Review of policy "Identification, Assessment, and Planning Care for Individuals at Risk for Suicide Policy" last reviewed 02/2022 indicates the definitions of patients at risk are: diagnosed with a primary or secondary emotional or behavioral illness; admitted after a suicide attempt; admitted with injury that appears to be self-inflicted or of unexplained origin; patients expressing or demonstrating symptoms of severe depression or mania; and identified as "at risk" through completion of a suicide screen. Direct visualization for suicide or at risk means a situation in which a staff member is responsible for maintaining visual observation of patient(s), either by line of sight or via video monitor.
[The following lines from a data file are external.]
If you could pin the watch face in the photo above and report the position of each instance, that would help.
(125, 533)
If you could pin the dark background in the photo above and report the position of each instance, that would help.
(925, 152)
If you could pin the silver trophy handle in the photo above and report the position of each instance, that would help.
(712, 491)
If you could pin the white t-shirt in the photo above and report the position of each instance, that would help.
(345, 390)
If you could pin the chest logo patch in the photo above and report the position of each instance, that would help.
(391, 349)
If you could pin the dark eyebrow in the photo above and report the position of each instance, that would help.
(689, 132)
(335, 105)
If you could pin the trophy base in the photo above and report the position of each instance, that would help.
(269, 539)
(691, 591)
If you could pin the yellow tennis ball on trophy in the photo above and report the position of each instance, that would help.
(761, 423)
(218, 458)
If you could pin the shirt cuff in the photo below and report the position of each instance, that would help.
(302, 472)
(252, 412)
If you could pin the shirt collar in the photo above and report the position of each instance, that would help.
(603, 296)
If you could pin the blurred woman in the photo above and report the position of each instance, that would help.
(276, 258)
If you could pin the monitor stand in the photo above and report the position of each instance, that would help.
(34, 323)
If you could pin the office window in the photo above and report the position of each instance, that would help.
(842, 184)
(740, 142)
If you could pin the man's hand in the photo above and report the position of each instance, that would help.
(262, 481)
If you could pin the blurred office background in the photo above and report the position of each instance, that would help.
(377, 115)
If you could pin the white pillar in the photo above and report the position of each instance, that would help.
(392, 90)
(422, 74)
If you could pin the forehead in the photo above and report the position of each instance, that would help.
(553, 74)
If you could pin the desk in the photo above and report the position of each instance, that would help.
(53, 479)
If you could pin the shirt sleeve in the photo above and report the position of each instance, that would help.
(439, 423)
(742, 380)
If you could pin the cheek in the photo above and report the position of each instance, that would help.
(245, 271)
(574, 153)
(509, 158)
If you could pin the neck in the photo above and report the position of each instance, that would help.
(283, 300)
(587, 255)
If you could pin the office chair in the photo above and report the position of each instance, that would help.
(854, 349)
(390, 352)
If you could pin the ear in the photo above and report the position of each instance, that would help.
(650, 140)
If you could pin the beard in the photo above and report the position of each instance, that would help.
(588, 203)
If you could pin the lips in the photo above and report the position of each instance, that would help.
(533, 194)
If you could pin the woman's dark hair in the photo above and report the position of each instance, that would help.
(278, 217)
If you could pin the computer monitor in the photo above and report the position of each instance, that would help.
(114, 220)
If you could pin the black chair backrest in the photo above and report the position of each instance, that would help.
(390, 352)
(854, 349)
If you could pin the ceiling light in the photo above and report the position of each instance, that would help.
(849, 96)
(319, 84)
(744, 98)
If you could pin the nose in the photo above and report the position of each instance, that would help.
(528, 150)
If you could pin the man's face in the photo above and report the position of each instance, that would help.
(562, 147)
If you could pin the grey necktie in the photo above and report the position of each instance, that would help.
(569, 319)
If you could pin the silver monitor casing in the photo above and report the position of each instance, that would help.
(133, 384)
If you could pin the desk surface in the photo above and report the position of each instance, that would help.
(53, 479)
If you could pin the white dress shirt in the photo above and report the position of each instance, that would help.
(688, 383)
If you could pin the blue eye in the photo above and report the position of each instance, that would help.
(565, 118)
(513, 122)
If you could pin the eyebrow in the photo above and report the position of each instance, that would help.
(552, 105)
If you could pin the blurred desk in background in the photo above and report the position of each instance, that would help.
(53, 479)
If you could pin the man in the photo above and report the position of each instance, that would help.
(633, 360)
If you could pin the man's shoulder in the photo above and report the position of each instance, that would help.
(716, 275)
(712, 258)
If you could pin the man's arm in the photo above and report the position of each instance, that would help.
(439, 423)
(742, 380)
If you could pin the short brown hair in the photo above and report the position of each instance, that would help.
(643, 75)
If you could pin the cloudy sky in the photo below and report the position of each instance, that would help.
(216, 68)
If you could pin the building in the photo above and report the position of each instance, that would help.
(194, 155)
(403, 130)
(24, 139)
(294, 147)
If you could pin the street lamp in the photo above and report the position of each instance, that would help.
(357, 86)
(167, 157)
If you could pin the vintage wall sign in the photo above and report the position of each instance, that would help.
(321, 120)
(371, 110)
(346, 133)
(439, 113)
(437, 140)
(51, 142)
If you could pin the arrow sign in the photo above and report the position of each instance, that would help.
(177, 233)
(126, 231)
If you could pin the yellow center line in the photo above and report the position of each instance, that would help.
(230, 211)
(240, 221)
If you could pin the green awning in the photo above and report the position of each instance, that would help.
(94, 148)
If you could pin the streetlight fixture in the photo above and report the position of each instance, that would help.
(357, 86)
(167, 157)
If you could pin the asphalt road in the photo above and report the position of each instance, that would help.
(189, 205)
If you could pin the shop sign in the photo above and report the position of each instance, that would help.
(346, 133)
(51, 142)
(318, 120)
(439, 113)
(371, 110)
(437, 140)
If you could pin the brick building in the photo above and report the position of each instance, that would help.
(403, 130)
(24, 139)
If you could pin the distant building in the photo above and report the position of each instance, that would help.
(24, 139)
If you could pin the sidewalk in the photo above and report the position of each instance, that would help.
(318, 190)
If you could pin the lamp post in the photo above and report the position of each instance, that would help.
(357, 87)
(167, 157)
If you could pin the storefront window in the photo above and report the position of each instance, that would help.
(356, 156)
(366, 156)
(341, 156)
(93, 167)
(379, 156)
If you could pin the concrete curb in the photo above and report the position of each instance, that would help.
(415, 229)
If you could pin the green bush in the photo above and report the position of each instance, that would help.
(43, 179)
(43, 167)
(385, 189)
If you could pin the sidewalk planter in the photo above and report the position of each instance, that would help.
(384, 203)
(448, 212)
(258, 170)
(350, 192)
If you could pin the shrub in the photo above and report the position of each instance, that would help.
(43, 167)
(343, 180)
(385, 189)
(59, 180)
Review of ED medical record for Patient #1 revealed the following:
-On 9/21/22 at 9:58 PM, the ED physician completed a medical screen exam and placed orders for direct visualization (monitoring) and an ED Comprehensive Psychiatric Emergency Program (CPEP) consult. Patient #1 was uncooperative with disorganized thoughts and flight of ideas, but without suicidal ideation.
-On 9/22/22 at 7:00 AM, ED Physician documents that Patient #1's history is limited, not giving much information. Patient #1 appears paranoid and was a policy mental health transport (9.41 transport-Emergency admissions for immediate observation, care, and treatment).
-On 09/22/22 at 1:00 AM, the mental health progress note by the licensed mental health counselor revealed Patient #1 was alert and oriented, with intact memory (unclear if what patient is telling is true or a delusion at this time). Cooperative to an extent, will only give limited information. Patient #1's appearance is neat, appears stated age, good eye contact, and guarded in behavior with thought content. Unable to confirm any parts of Patient #1' s story, thinks part of the royal family. No suicidal ideation or harm to others. Patient #1's insight is impaired or possibly impaired due to potential psychosis. Judgement is impaired. Social/psychiatric history is unknown. The plan for Patient #1 after conferring with the Psychiatrist, is to have Patient #1 remain in the ED while attempting to obtain collateral and hopefully a urine tox. Once collateral was obtained, psychiatric disposition would be determined.
-Nursing documentation recorded staff attempts to provide care, Patient #1 refused of care, and that Patient #1 was visible on 9/21/22 at 9:50 PM, 9:59 PM, 10:19 PM, and 10:20 PM. On 9/22/23 at 2:01 AM, 5:23 AM, 6:00 AM, 7:00 AM, 7:39 AM, and 7:52 AM. No nursing documentation was found between 7:52 AM and 9:00 AM.
-On 9/22/22 at 7:52 AM, nursing note revealed that mental health exam is complete, awaiting collateral (information). The CPEP team is unable to reach anyone at numbers provided by Patient #1 and are going to reach out to the Department of Social Services (DSS) this morning for more information.
-On 9/22/22 at 9:00 AM, nursing note revealed that while the nurse was on the phone, Patient #1 exited room and ran towards the door. Security was called immediately. The RN and another staff member attempted to locate Patient#1 down the hallway, unable to visualize Patient #1. Security attempting to locate Patient #1. The Nurse Manager and Supervisor are aware. The physician was notified and aware.
-On 9/22/22 at 10:00 AM, nursing note revealed per security staff, Patient #1 eloped through the south entrance and remains at large. Prior to that, Patient #1 was observed on video near the laboratory. Laboratory jackets were missing from the laboratory. Patient #'s clothing and wristbands were found in lab bathroom.

Review of video footage of the facility dated 9/22/22 at 9:31 AM shows a person wearing a laboratory coat (identified as Patient#1), exiting the building, and walking into the parking lot. At 9:37 AM, the person entered a car and drove off.